Top 13 Jitter Quotes
#1. My nerves did a jitter dance, stuck between two wolves.
Jazz Feylynn
#2. Wizened and white, with brown blotched on her face the size and complexity of unshelled peanuts, Midge had a jitter in her head that made her pew like a chicken trying to make up its mind what to peck.
John Irving
#4. Sex is natural." He trailed one finger down the valley between her breasts to her navel, making her stomach muscles jitter in response. "And fucking beautiful." His clear blue eyes held hers. "Now, forget everything else," he said, "And Get. On. That. Bed.
Kitty French
#5. Women run the small country called Home, millions of us do it in our spare time, and no one who doesn't run that small country really knows what it feels like in the dead of night when task lists jitter like tickertape through your seething brain.
Allison Pearson
#6. I don't even glance at the herbal teas, I go straight for the real, vile coffee. Jitter in a cup. It cheers me up to know I'll soon be so tense.
Margaret Atwood
#7. The sanatorium itself was charming, a group of cabins in the woods, a place for overworked urbanites to feel pleasantly melancholic.

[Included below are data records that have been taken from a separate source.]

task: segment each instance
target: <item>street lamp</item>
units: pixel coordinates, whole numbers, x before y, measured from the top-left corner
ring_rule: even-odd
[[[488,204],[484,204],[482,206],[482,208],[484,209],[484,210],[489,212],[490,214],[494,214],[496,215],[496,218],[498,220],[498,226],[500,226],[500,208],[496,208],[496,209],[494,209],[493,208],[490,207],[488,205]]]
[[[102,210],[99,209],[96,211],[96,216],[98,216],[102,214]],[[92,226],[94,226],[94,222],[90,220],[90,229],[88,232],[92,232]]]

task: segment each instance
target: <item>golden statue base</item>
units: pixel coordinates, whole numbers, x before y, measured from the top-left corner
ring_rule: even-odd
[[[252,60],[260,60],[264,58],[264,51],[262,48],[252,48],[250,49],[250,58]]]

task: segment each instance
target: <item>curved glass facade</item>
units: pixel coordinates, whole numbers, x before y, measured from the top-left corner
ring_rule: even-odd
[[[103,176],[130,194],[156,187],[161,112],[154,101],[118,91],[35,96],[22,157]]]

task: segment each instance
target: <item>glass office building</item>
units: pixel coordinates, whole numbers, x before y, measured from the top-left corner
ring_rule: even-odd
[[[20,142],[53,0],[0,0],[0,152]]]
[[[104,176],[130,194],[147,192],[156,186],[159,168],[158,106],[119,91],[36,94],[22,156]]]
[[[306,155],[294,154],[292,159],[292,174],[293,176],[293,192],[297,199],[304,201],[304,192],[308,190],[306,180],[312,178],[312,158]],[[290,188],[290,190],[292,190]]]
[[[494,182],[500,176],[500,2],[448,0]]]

A slackertorium.
Keith Gessen
#8. Don't piss off your neighbors, I guess, Conner said.
Chris Colfer
#9. You believe in God, then you don't believe anymore and when you have a big problem, you pray anyway.
Alain Delon
#10. Education is not the only answer and it's certainly not the immediate solution. At best, it's a necessary, but not sufficient response to widening inequality.
Robert Reich
#11. I gave three quiet cheers for Minnesota. In Seattle a dusty inch of anything white and chilly means the city lapses into full-on panic mode, as if each falling flake crashes to earth with its own individual baggie of used hypodermic needles. It's ridiculous.
Cherie Priest
#12. If I say that my somewhat extravagant imagination yielded simultaneous pictures of an octopus, a dragon, and a human caricature,
H.P. Lovecraft
#13. It appears evident, therefore, that those actions only can truly be called virtuous, and deserving of moral approbation, which the agent believed to be right, and to which he was influenced, more or less, by that belief.